Free to Be Kids uses the outdoors, adventure and psychologically informed youthwork to transform the mental health of particularly vulnerable young Londoners experiencing immense challenge – parental addiction, neglect, abuse, poverty and homelessness, which have resulted in emotional/behavioural difficulties at school or home.
We support young people whose childhoods have left them feeling different, unwanted, excluded and alone, to instead experience themselves as brave, talented, belonging and successful.
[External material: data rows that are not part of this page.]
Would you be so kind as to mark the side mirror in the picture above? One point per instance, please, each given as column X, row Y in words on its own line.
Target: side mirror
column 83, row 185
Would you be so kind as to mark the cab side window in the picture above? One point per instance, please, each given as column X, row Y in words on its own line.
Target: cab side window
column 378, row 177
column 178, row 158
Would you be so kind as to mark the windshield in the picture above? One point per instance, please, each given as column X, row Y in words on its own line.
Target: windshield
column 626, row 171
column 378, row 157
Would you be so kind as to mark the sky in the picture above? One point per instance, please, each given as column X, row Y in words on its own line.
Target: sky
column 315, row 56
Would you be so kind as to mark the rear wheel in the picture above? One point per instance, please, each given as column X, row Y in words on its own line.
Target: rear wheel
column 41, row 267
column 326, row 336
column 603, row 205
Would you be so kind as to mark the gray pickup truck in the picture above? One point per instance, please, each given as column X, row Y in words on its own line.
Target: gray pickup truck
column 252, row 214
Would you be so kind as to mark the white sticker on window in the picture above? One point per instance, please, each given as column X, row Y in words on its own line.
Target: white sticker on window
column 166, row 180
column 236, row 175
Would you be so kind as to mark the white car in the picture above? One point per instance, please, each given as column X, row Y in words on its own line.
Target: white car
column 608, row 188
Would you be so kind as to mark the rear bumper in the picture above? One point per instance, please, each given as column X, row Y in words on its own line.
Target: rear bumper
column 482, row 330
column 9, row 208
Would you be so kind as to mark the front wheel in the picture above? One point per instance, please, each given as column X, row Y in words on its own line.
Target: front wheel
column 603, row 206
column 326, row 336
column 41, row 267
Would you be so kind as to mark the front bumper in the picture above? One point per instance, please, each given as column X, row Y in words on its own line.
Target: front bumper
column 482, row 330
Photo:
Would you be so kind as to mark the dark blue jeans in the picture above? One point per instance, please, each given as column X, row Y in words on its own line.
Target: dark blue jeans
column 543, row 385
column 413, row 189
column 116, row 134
Children who’ve never left their area of London before and whose school lives give them repeated messages of failure/low self-worth, instead lead night walks through the woods (leadership, responsibility), work in teams to canoe down rivers (teamwork, problem solving), or climb a hill for the first time (broadened horizons, resilience) creating a vastly healthier psychological story about oneself.
Once we’ve built trusting relationships with hard-to-reach children round the campfire, we then bridge the highest need into our longterm support programmes: 1:1 mentoring, our Young Leaders Programme, or our 18 month intensive Thrive Journey Programme.
Ultimately our programmes work to rebuild the foundations of positive mental health: confidence, resilience, social problem solving skills, and belief in the power of their own potential, for London’s most disadvantaged children.
You can hear our young people talking about the impact of our work in this short 2 minute film.
In 2025 WWMT have granted £30,000 over 3 yrs to the Thrive Journey Programme:
Spread over 12 months, Journey modules provide more specialized and targeted support for young people, aged 12 to 16, with deeply entrenched negative self-narratives. Each year, two new cohorts of eight young people start six five- day residential projects, spread over 18 months. Residentials are supported by frequent liaison with school, home and key agencies, equating to 300 hours direct support for each child over the 18 months, making a lasting positive impact on each child.